Perspective, you want it

Perspective is the lens we view our world, work, relationships, etc. All the luck, resources, or knowledge in the world are wasted without good perspective. If we’re talking about life like it’s a role playing game character sheet, you want to have a good perspective stat/multiplier.

Some clever tricks:

  • keep the mind open and flexible to other perspectives; seek them out
  • practice at holding many perspectives simultaneously
  • know the limitations and strengths of a perspective as you navigate the world
  • know when your default perspective makes a scenario more difficult and how to fall back to a perspective you still believe in
  • get out of routines periodically and see if it changes how you see things
  • more so, get out of your bubble; see people of a different background live their lives, reflect on what factors brought them there and how factors are different/similar for your life
  • even more so, travel outside your city/state/country; axiomatically the people most different from you live in a place far away

It’s often tough to gain perspective. Most of the defaults in life steer us away from insight. School, cliques, work, even typical travel nudge us toward seeing familiar things with similar people who live similar lives. I’m by no means an expert at breaking out of these ruts. I’m pretty enamored with my routines. Unfortunately, I don’t have a clever trick to offer here.


Julian Shapiro, What you should be working on:

What is admirable is periodically killing your momentum to ask, Should I still be doing this?

Michael Lopp, The Art of Leadership: Small Things, Done Well:

Let others change your mind. There are more of them than you. The size of your team’s network is collectively larger than yours, so it stands to reason they have more information. Listen to that information and let others change your perspective and your decisions. Augment your obvious and non-obvious weaknesses by building a diverse team. It’s choosing the path of least resistance to build a team full of humans who agree with you. Ideas don’t get better with agreement. Ideas gather their strength with healthy discord, and that means finding and hiring humans who represent the widest possible spread of perspective and experience. Delegate more than is comfortable. The complete delegation of work to someone else on the team is a vote of confidence in their ability, which is one essential way that trust forms within a team. Letting go of doing the work is tricky, but the manager’s job isn’t doing quality work, it’s building a healthy team that does quality work at scale.
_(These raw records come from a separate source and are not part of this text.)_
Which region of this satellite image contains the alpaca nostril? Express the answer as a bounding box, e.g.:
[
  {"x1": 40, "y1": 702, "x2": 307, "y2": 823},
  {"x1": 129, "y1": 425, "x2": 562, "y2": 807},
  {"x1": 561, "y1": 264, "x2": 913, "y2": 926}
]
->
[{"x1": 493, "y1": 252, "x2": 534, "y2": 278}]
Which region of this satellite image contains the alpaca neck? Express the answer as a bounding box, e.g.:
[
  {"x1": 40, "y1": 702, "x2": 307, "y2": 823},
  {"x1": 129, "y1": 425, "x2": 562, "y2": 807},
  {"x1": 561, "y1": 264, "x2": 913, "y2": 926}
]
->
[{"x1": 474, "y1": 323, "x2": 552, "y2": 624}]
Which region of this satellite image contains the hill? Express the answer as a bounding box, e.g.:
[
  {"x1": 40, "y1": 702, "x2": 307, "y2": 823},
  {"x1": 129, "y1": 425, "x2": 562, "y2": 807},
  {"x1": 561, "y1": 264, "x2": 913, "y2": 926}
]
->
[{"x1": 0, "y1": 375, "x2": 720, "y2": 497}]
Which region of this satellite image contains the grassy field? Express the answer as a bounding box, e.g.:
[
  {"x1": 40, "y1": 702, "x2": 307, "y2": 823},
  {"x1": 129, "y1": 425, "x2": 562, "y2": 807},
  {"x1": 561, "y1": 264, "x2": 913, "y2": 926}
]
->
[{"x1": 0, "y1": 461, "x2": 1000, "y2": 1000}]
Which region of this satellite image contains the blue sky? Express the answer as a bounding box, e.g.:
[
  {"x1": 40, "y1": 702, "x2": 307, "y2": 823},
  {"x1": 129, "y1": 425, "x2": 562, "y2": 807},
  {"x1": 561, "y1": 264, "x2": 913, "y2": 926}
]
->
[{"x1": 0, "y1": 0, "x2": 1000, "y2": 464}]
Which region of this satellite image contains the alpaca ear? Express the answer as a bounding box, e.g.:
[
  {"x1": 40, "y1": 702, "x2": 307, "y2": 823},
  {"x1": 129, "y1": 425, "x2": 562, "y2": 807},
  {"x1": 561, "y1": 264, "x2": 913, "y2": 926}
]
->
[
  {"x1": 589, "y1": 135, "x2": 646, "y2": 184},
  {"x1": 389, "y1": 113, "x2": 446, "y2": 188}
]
Be like Bill Gates and Warren Buffett: If you’re not spending 5 hours per week learning, you’re being irresponsible

Former president Obama perfectly explains why he was so committed to reading during his presidency in a recent New York Times interview (paywall): “At a time when events move so quickly and so much information is transmitted,” he said, reading gave him the ability to occasionally “slow down and get perspective” and “the ability to get in somebody else’s shoes.” These two things, he added, “have been invaluable to me. Whether they’ve made me a better president I can’t say. But what I can say is that they have allowed me to sort of maintain my balance during the course of eight years, because this is a place that comes at you hard and fast and doesn’t let up.”